As Elizabeth pours herself some milk, Mark reads off his next item. "Smoke a hand-rolled Cuban cigar while drinking dark Caribbean rum in a sidewalk café overlooking the Havana seawall," he drawls dreamily. Elizabeth moans in delight, for what might be the first time in their entire marriage. "That's a really good one," she sighs with a euphoric smile. Mark, you stud. Take her to bed or lose her forever. Next: surf a giant wave at a place called Maverick's, which is apparently legendary for its mammoth waves. The writers had to work in a Maverick reference. Now, if only a completely unexplained goose would stroll across the screen, we'd have magic. Mark also wants to find Jerry Walker from high school and beat him to a bloody pulp. Sure. "Take the kids to Disney World," Mark reads. "Teach Ella how to ice skate at Rockefeller Center at Christmastime. Teach Rachel to drive." Elizabeth stares at Mark as his voice begins to break. "Be there to give them both away at their weddings," he finishes. Elizabeth tries to lighten the subject by suggesting that they all go to Disney World. Mark would prefer to wallow in the disaster of his life. He blurts that he's been a terrible father. "I wasn't there when [Rachel] needed me," he mourns. "I was four hundred miles away." As if it's his fault Vulcan Jen is a shrew. Mark ruefully points out the last item on A Hero's Last Documented Attempt at Futility: Fix Rachel. We hit the credits wondering if he'll have to go back in time and "fix" all the Rachels so that the seed won't be propagated.
Putting Michael Michele and Eriq La Salle in the credits sort of removes any mystery about who might turn out to visit A Hero's Last Resting Place. It detracts from the effect of seeing them later, especially when ELS is out there pumping his fist and demanding to be acknowledged.

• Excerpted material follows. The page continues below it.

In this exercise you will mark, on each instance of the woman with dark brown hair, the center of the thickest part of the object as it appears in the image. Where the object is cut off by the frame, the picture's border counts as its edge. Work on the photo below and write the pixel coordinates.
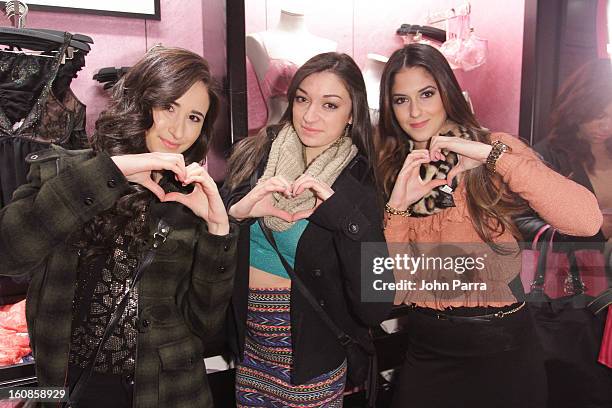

Mark pulls up outside Rachel's school and spies her wrapped around some young hooligan. She's smoking. Hallee Hirsh clearly doesn't, though, because she's holding the damn thing like a pencil. Mark gets out of the car and hails her, so she indiscreetly hands off the cigarette to her friend and trots obediently toward her father. He nonchalantly offers her a breath mint. "I was holding it for a friend," she lies. "In your mouth?" he asks pleasantly. Rachel smartly refrains from exacerbating the lie by announcing her mouth as a storage place for all sorts of oblong objects. She lets herself be shepherded into the vehicle as Mark hurriedly makes sure she doesn't have anything in her locker that's vital to her existence. "Where are we going?" she asks, confused. "Honestly, Rachel, I don't know," Mark shrugs. Rachel watches him with amusement.